I heard great things about this book, and it was OK, but... The cultures portrayed in the book just were unrelatable to me. I couldn't really connect with the characters. I liked some of the prose. Some descriptions were memorable enough I stopped to reread them. But overall, it missed the mark for me. Not a horrible book, but I was expecting something more.
Great story for a 76 year old white, straight man to read. This opened my eyes to an existence so different from mine. Populated with drug usage and gay black men and women, it shows the struggle of trying to make it in nyc when one is privileged( educated) and yet in a lifestyle which is problematic. It’s the story of an upward bound young black man who is arrested for drug possession and looses his roommate to mysterious circumstances at the same time. He grieves for her. Reminiscent of Bright Lights Big City, a huge novel in late 80s. I enjoyed it immensely.As to style, his is beautiful and we’ll hear more from him I hope.
Very thin, weak story line. Author attempts to prop the story up by making the protagonist black and linking his limited brush with the criminal justice system to a wider black American experience.

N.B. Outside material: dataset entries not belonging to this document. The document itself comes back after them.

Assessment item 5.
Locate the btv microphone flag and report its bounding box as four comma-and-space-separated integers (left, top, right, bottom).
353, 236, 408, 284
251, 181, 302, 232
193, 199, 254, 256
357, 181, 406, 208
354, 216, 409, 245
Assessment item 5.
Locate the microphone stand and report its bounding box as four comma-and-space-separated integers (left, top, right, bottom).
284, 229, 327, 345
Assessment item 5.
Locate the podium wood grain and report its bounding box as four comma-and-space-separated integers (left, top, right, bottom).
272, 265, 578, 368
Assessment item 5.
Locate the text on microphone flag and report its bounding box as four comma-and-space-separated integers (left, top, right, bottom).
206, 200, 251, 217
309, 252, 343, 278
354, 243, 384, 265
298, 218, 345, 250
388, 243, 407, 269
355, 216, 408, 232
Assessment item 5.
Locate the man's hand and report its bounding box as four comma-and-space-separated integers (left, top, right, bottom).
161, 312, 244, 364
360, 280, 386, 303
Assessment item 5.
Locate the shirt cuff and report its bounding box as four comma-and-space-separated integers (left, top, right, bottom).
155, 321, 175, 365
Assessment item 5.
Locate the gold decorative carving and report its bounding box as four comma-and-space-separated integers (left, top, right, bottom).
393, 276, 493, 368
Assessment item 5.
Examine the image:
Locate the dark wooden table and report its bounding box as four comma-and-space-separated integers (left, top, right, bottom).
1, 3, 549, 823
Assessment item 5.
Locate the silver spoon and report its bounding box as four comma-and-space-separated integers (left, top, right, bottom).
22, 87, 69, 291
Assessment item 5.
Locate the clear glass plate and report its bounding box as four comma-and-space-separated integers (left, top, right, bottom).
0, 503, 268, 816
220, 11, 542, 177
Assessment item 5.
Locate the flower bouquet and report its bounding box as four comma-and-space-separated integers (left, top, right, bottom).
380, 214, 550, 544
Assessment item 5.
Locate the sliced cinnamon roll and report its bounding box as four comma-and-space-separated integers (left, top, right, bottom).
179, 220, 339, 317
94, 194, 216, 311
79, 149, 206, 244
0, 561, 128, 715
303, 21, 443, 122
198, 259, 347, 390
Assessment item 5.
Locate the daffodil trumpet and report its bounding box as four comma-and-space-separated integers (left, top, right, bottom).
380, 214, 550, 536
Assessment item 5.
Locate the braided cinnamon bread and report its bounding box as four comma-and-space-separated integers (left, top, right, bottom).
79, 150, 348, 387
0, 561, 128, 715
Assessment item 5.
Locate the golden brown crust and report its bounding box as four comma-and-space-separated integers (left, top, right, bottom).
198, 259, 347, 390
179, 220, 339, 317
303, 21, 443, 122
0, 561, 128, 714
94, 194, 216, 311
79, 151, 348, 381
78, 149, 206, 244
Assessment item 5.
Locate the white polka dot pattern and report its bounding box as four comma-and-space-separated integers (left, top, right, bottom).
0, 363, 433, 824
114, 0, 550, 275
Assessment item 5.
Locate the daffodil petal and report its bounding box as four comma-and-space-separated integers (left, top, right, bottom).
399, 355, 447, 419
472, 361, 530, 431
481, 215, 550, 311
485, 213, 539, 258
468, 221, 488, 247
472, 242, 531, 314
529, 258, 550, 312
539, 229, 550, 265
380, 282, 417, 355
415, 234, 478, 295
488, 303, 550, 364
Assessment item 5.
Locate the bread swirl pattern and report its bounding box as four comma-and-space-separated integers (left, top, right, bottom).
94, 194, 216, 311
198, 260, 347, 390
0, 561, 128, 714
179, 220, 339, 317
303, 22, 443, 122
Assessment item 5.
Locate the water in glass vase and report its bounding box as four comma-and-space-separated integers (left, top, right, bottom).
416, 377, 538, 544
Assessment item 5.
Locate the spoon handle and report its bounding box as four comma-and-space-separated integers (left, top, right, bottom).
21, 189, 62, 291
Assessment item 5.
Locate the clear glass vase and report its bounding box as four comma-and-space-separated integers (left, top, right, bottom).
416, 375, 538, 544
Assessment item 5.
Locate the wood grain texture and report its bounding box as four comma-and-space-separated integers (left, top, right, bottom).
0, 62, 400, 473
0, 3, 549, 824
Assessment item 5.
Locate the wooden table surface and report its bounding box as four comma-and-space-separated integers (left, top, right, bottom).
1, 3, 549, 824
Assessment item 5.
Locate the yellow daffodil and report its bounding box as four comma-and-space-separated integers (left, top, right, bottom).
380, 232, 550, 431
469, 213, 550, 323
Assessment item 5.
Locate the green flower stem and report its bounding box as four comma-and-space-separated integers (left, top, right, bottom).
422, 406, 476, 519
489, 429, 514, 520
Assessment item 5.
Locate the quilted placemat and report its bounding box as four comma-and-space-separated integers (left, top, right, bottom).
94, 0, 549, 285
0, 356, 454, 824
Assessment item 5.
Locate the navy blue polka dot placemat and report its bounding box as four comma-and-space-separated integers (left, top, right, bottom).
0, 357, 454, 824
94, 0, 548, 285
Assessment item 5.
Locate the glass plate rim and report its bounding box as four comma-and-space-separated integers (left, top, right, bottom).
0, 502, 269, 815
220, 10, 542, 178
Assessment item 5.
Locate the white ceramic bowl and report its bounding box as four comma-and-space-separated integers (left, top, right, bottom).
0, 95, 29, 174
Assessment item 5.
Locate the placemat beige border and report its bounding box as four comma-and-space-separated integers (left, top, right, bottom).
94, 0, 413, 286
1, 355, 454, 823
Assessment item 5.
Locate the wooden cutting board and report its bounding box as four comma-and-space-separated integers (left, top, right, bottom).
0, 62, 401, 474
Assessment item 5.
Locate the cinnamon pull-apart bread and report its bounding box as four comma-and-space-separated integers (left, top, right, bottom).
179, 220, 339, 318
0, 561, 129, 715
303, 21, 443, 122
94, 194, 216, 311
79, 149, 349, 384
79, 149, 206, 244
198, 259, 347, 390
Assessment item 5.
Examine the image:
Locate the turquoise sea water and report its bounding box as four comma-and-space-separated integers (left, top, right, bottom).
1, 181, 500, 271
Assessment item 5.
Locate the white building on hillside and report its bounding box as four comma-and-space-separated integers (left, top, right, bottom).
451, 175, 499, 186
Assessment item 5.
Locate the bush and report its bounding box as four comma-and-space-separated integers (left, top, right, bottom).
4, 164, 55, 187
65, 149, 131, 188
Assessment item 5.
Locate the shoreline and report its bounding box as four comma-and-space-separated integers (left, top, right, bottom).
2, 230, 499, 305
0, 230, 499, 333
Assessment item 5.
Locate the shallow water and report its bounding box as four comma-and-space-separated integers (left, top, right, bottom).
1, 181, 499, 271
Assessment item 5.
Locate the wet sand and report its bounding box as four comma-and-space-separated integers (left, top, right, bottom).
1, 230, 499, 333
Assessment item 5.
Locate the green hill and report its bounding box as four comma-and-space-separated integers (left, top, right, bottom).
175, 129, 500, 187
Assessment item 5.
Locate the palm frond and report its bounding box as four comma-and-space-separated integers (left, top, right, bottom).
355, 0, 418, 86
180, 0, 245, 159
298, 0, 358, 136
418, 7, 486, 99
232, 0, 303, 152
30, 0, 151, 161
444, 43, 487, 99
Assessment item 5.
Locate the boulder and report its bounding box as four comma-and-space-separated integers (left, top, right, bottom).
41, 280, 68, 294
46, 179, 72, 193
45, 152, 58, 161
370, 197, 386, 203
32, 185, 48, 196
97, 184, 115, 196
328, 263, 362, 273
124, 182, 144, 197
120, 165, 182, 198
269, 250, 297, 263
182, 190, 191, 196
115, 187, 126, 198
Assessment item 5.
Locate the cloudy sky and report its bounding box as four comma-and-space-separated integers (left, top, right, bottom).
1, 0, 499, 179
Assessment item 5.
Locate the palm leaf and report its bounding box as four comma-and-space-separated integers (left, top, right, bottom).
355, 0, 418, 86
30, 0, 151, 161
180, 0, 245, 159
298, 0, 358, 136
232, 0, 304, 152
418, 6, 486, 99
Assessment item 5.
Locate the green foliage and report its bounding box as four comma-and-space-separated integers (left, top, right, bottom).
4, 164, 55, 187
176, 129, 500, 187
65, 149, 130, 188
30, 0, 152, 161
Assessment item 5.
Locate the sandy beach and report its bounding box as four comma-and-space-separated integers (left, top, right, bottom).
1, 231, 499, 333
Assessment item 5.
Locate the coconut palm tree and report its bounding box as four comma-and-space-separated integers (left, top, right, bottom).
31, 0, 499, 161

This book had real promise but felt empty and aimless. The main character lacks any substance and feels like a caricature - if he was a queer white male living a privileged life in Manhattan in his 20s we would have no tolerance for it - the fact that he is black and queer (and privileged and slightly devoid of personality) makes him a hair more interesting but honestly I’m not sure why this would make a story interesting. I also feel like the book is pretentious -!a lot of well crafted words but not much substance. Very disappointing and a general waste of time.
This book is an incredible read, and I highly recommend it.